A Blue jays are silent and secretive during summer's nesting season, so it's not surprising that you didn't see them. Now that nesting season is over, local blue jays and their offspring are again visiting feeders.

Other jays, which spent the summer farther north, are now moving through our area, as well. The jays that descended on your feeders probably were migrants.

Discouraging doves

Q Mourning doves have been making pests of themselves at our feeder and birdbath. How can I discourage them?

A You can keep them out of your feeders by offering seed in a feeder covered with a dome set low enough over the feeder so the doves can't fit beneath it. There's no way to exclude them from the birdbath, though. But because so many other birds are desperate for a drink in winter, it would be kind of you to learn to tolerate those mourning doves.

Egrets in winter

Q Where do all the beautiful egrets go to spend the winter?

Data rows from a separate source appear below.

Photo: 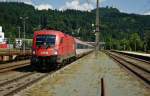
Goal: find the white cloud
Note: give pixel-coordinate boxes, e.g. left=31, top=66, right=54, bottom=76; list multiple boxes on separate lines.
left=60, top=0, right=94, bottom=11
left=0, top=0, right=53, bottom=10
left=23, top=0, right=32, bottom=5
left=35, top=4, right=53, bottom=10
left=0, top=0, right=32, bottom=4
left=143, top=11, right=150, bottom=15
left=22, top=1, right=53, bottom=10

A These stately white birds are well on their way to winter homes in the Gulf Coast states, Mexico and Central American countries as far south as Panama. There, they spend their time stalking fish, frogs and crabs in the same sort of watery areas they inhabit in the north during the summer.

Give 'em shelter

Q Is there one best thing I can do to help back-yard birds?

A Plant an evergreen tree or shrub. Better yet, plant several of them. Birds usually can find enough food from wild sources, but places to hide and sleep are in short supply, especially in urban areas.

Preying on predators

Q Do eagles have predators?

A Only one: humans. We trapped them, poisoned them, shot them and raided their nests for eggs. However, this large, handsome bird of prey is on the rebound, thanks to protection provided by the Endangered Species Act and by the Bald and Golden Eagle Protection Act.

Their population is high enough that the federal government removed the eagle from endangered species protection in 2007, but other federal sanctions against harming them still apply.